It may not necessarily be better to Bug Out in such a scenario, but could be a lot worse and even fatal. The story of Esteban Morales and what he describes during Argentina's Economic Collapse hit this point home for me. Unless you have some sort of cast iron guarantee for your own self sufficiency and survival by taking this option it may be better to stay put in this type of scenario.


----------



## john10001 (Mar 20, 2013)

pharmer14 said:


> And I think you're going to have to learn how to live again. In society today, we have all kinds of health problems simply BECAUSE of electricity. Do you think we would need all the sleeping meds we do if we stopped fighting nature and slept when it was dark and worked when it was light?
> 
> Granted, it comes with its positives. We can do more with less when it comes to building, etc, but I for one refuse to worship it and donate extreme amounts of time to it. That's why I would favor a passive system. If you run both solar and wind, chances are good you can have 1 running at least. Add in water if you are situated near a running source, and you are virtually golden.
> 
> ...


Thanks! Great points well made! It does seem that a passive system is the best advice.


----------



## PrepperDogs (May 12, 2013)

Wow...some good info in here. We didn't realize that solar could be so inexpensive. And to think we were looking at a hand crank generator for about $500.


----------



## StarPD45 (Nov 13, 2012)

john10001 said:


> Good points. Though you can just excite the alternator for a few secs then flip switch, cut the battery to the alternator once you have gotten going. Or alternatively a PM DC Motor instead.
> 
> In regards the amount of RPMs needed, you could either have it on roller or to some sort of belt. Attach that to 26, 27 or 29" bike wheel, and you will get many turns of the alternator/PM DC Motor for just one turn of the pedals/ bike wheel. The RPM needed may seem like a lot but not so much when you factor this in?

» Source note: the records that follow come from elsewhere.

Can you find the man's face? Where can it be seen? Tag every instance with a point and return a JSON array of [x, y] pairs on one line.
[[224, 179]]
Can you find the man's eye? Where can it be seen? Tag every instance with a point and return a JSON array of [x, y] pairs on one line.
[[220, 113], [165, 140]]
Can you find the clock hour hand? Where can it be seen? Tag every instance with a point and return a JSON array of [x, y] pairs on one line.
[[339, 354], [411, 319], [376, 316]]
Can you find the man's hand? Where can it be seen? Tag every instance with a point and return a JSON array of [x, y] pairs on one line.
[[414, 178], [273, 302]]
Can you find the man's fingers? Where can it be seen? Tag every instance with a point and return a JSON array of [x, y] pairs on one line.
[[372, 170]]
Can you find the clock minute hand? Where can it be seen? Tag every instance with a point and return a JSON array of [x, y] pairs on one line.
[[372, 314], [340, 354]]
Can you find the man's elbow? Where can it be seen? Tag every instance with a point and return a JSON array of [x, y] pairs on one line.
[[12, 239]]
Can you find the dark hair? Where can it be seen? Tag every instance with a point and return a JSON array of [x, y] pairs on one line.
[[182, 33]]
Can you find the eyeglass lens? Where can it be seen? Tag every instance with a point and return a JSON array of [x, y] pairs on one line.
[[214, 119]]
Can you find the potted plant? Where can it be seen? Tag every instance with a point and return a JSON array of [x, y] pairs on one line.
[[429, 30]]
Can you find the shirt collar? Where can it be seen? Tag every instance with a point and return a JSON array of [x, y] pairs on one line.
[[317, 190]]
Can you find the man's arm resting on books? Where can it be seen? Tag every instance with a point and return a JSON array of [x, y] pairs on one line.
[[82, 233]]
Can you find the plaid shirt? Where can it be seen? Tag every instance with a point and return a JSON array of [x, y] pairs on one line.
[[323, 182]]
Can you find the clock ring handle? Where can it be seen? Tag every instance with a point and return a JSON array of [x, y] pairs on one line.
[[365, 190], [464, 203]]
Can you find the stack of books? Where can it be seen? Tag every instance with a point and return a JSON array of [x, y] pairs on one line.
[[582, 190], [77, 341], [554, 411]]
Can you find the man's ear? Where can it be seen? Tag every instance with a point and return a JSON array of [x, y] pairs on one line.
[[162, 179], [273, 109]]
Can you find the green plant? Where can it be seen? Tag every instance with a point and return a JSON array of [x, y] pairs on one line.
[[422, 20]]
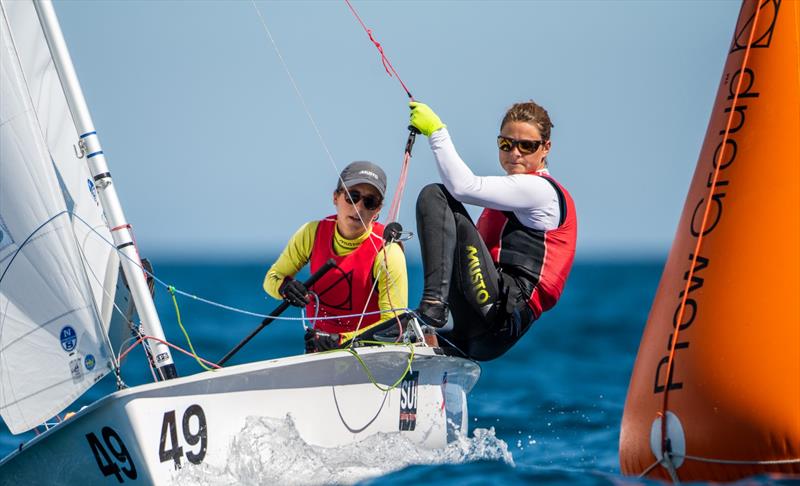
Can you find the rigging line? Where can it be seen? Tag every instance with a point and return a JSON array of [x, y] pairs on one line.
[[211, 302], [185, 333], [698, 244], [387, 65], [305, 107], [103, 333], [394, 209], [25, 242]]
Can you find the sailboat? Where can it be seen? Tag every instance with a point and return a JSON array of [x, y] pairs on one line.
[[715, 391], [64, 239]]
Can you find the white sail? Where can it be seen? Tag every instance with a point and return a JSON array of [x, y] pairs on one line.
[[55, 273]]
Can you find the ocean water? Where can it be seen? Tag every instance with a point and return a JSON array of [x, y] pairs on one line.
[[548, 411]]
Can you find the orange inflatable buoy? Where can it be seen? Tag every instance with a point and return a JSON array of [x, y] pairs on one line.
[[715, 391]]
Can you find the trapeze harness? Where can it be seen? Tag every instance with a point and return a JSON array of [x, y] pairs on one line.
[[542, 258], [344, 290]]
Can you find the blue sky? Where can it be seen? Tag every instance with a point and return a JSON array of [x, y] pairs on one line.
[[213, 153]]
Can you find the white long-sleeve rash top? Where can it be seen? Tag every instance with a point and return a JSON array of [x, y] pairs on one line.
[[532, 199]]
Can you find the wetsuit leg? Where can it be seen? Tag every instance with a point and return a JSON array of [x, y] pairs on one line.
[[452, 250], [490, 311]]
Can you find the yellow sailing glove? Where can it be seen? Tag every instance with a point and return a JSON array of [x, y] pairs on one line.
[[424, 119]]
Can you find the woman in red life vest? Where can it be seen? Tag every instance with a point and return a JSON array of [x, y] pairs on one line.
[[369, 279], [498, 276]]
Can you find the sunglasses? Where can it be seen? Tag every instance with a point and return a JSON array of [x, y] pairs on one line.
[[525, 146], [371, 202]]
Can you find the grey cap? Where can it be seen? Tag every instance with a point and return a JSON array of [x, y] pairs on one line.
[[363, 172]]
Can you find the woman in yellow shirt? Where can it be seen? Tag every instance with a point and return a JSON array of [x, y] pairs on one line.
[[370, 280]]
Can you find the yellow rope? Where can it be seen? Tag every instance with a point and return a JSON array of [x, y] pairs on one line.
[[366, 368], [183, 329]]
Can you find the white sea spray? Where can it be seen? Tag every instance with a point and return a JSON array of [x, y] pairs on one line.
[[271, 451]]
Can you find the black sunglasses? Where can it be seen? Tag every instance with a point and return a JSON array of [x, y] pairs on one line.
[[525, 146], [370, 202]]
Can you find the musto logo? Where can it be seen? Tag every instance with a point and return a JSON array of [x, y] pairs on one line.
[[478, 285], [408, 401]]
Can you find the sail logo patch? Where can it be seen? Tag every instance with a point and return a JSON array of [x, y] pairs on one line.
[[75, 370], [69, 339], [408, 401]]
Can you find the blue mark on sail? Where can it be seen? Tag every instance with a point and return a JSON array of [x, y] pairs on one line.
[[69, 338], [92, 190], [68, 200], [5, 236]]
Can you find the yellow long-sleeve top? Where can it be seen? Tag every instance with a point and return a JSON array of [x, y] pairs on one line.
[[390, 272]]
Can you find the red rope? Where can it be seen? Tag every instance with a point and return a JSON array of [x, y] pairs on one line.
[[698, 244], [387, 65], [394, 209]]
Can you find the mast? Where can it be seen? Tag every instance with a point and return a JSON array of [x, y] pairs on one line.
[[120, 229]]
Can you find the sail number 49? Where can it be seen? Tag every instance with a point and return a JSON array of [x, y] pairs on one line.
[[122, 460], [170, 447]]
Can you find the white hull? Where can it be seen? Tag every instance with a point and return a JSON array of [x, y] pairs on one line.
[[142, 434]]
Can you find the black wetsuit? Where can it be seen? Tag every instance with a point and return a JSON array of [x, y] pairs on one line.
[[489, 307]]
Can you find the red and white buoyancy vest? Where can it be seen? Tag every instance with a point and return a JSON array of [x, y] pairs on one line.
[[544, 258], [346, 288]]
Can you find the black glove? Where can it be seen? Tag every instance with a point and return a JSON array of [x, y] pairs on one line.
[[320, 341], [294, 292]]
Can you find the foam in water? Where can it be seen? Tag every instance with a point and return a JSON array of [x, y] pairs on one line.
[[269, 450]]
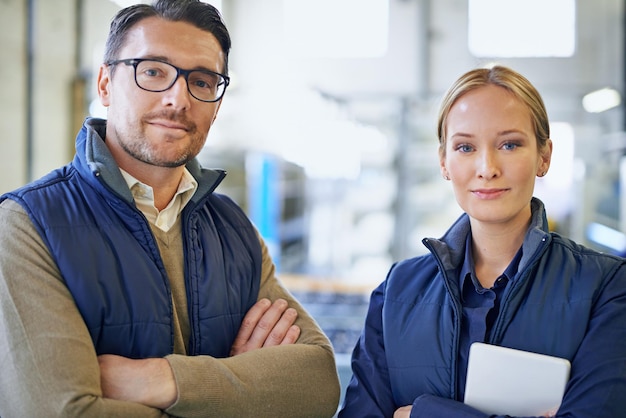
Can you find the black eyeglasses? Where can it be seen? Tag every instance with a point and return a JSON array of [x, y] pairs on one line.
[[154, 75]]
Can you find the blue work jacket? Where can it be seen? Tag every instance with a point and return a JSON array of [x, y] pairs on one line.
[[110, 261], [566, 301]]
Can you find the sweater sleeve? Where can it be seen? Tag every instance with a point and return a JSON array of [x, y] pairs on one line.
[[298, 380], [49, 365]]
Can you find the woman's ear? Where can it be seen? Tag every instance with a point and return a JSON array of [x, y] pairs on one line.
[[545, 156]]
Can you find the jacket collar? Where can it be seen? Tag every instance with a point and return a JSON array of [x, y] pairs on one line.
[[450, 248]]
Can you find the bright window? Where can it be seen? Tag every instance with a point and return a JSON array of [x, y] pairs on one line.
[[336, 28], [522, 28]]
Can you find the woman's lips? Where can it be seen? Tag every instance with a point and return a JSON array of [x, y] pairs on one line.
[[489, 193]]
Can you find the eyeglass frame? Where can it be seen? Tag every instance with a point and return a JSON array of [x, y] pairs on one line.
[[134, 62]]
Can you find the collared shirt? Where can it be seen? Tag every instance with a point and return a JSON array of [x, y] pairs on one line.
[[480, 306], [144, 199]]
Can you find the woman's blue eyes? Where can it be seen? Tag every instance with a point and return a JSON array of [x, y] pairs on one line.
[[507, 146]]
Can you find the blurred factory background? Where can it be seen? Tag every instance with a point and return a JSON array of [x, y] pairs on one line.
[[328, 130]]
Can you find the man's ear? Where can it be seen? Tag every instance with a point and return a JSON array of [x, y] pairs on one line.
[[104, 85]]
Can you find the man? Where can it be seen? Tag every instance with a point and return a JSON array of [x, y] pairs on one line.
[[127, 287]]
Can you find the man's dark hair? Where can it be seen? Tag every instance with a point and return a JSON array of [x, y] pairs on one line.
[[201, 15]]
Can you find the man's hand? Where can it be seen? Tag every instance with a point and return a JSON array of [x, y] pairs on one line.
[[266, 324], [404, 412], [148, 381]]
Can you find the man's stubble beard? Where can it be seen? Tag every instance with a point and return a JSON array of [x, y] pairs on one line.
[[140, 148]]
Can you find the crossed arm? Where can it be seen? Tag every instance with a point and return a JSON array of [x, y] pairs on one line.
[[151, 381], [46, 352]]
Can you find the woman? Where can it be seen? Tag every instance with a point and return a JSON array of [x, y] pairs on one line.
[[498, 275]]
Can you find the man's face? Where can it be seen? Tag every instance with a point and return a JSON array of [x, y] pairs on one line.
[[159, 129]]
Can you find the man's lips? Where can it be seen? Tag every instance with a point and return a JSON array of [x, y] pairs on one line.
[[170, 124]]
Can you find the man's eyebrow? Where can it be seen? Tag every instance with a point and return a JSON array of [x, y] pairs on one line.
[[165, 59]]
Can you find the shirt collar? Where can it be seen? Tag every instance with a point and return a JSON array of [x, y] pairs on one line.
[[467, 268], [143, 195]]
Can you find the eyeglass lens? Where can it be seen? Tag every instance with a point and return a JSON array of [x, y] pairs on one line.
[[160, 76]]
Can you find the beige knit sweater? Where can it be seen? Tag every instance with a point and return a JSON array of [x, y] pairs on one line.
[[49, 366]]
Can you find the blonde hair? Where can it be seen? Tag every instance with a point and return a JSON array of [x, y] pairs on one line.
[[503, 77]]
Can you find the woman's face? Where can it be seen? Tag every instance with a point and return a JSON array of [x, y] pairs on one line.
[[491, 155]]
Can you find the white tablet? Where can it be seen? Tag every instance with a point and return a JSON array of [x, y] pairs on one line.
[[504, 381]]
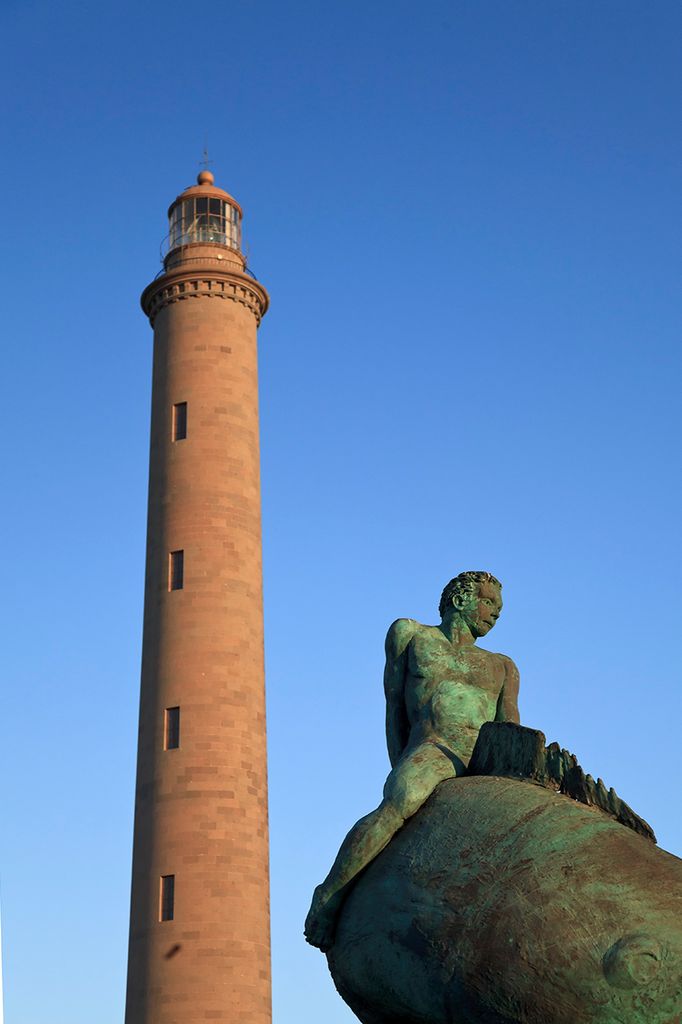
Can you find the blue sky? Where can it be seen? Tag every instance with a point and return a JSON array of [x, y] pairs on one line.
[[468, 218]]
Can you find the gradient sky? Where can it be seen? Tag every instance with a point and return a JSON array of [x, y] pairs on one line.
[[468, 217]]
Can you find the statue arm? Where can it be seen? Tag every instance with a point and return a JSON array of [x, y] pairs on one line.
[[508, 700], [397, 726]]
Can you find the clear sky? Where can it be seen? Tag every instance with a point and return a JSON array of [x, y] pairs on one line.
[[468, 217]]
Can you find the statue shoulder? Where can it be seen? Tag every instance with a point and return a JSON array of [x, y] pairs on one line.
[[399, 634], [510, 668]]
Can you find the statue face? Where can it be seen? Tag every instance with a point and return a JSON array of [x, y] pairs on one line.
[[481, 610]]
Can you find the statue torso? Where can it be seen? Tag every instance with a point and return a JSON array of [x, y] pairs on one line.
[[450, 690]]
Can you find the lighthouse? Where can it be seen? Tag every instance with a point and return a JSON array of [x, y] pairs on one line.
[[199, 947]]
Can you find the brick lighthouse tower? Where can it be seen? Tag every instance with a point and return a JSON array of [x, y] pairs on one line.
[[200, 913]]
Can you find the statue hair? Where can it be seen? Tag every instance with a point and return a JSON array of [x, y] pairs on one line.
[[466, 584]]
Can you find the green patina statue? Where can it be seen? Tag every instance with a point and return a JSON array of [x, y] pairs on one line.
[[497, 883], [440, 688]]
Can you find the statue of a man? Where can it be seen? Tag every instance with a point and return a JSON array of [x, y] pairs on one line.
[[440, 688]]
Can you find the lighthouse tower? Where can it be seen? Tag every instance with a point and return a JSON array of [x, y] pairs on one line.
[[200, 914]]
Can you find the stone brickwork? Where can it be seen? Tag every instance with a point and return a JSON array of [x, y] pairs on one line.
[[201, 810]]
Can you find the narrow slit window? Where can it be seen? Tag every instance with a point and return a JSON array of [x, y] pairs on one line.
[[171, 728], [176, 570], [179, 424], [167, 898]]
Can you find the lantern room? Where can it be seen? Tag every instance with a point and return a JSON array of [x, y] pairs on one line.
[[204, 215]]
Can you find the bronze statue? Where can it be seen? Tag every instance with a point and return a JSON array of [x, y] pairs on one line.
[[497, 883], [440, 688]]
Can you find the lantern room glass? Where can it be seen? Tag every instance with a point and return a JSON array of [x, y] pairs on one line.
[[203, 219]]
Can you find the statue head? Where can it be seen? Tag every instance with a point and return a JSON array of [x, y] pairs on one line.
[[476, 597]]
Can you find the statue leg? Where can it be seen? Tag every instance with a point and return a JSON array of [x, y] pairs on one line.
[[411, 783]]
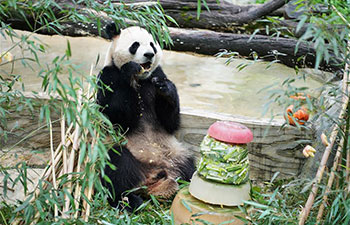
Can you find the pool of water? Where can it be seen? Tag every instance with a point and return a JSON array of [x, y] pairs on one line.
[[203, 82]]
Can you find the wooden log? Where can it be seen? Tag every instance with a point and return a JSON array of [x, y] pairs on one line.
[[207, 42], [224, 16], [268, 48]]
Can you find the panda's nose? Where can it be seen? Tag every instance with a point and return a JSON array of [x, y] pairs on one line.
[[148, 55]]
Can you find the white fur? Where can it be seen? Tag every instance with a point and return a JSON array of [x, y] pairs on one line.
[[119, 54]]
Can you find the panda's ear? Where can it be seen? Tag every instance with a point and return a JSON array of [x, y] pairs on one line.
[[112, 30]]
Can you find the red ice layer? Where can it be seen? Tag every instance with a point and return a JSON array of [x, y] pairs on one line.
[[230, 132]]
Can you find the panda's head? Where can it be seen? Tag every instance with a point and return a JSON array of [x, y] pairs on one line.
[[133, 44]]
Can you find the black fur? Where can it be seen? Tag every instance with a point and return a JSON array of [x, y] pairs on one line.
[[133, 48], [127, 166], [112, 30], [156, 100], [153, 47]]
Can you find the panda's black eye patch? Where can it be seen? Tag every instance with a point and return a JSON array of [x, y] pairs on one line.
[[154, 48], [133, 48]]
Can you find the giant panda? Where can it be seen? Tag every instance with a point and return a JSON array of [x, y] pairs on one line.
[[136, 96]]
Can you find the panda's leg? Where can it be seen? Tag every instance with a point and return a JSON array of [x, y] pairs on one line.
[[127, 175], [187, 167]]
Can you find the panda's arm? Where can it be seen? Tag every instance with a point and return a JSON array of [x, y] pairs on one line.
[[117, 99], [166, 102]]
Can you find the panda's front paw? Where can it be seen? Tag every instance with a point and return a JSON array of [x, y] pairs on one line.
[[131, 69], [162, 85]]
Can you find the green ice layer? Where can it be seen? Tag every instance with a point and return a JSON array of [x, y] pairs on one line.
[[222, 162]]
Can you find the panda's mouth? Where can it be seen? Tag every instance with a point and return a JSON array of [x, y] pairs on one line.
[[146, 66]]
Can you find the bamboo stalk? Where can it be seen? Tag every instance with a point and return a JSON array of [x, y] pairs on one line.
[[53, 166], [330, 181], [305, 212]]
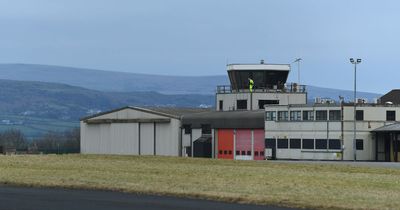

There are one wire self energizing alternators available. Most are sold for hot rods or engine swaps. J C Whitney, among others have them listed.


----------



## PaulS (Mar 11, 2013)

Yes, there are two types of "one wire" alternators. The most common uses a rotor with a rare earth magnet to supply the field strength the other uses a tap of the battery, through the regulator that energizes the rotor coil to provide the field strength. (the only generators that use clutches are commercial units in the multi-kilowatt ranges powered by large engines) 
Whether you drive an alternator by hand or with a bicycle wheel you can only produce an average of around 1/4 hp for more than a few minutes unless you are training to be a world class cycler and then you can almost double that amount of power. Burning up a full days calories to put 1/4 charge on an average battery is not a worthwhile endeavor. If you need power that badly the get a PV setup or a wind turbine that will broadcast your location to anyone within a few miles of you.


----------



## PaulS (Mar 11, 2013)

OK, there is one alternative energy source that has not been brought up yet. It might be viable to generate power on a limited basis or indirectly run a machine.
It is called a sterling engine and if you have access to a good heat source and a way to sink that heat then you could run a sterling engine. NO FUEL REQUIRED.
You would need a fairly large one but it has been done in the past.
Personally I will use a steam engine to directly, or indirectly, power the machines that I need when I need them. I will use alcohol for the fuel so there is no smoke and run it only when required for a specific purpose. 5 acres of Jeruselem Arichokes will produce around 10000 gallons of fuel each year.

(yes I know I could use an internal combustion engine more efficiently but it is noisier and requires other consumables that will not be readily available - like oil and antifreeze. A steam engine is easy for me to make and require only minimal lubrication to stay in working order. (utilizing a closed loop heat exchanger I can even use the heat to heat my home )


----------



## Smitty901 (Nov 16, 2012)

PaulS said:


> If you want to learn to live without electricity then why generate it?
> My plan is that there will be no power and I won't be generating any either. I will go without electrical power. I may make an alcohol fueled steam engine for my lathe and other tools but no electricity.


 It has been my approach to learn to live with out Electric or battery power. I just see no sense in spending time and energy on resource that that will run out anyway. However Technology has changed the world we live in.
Things that were not very efficient in the past can be now. My second son a hard core mountain biker is convinced that some pedal power is worth while. 
As all my children have done he will likely teach me a thing or two as he investigates the options.
I do see pedal power in a direct form being used to pump water up to gravity tanks our water system will work much like a current City system does now.


----------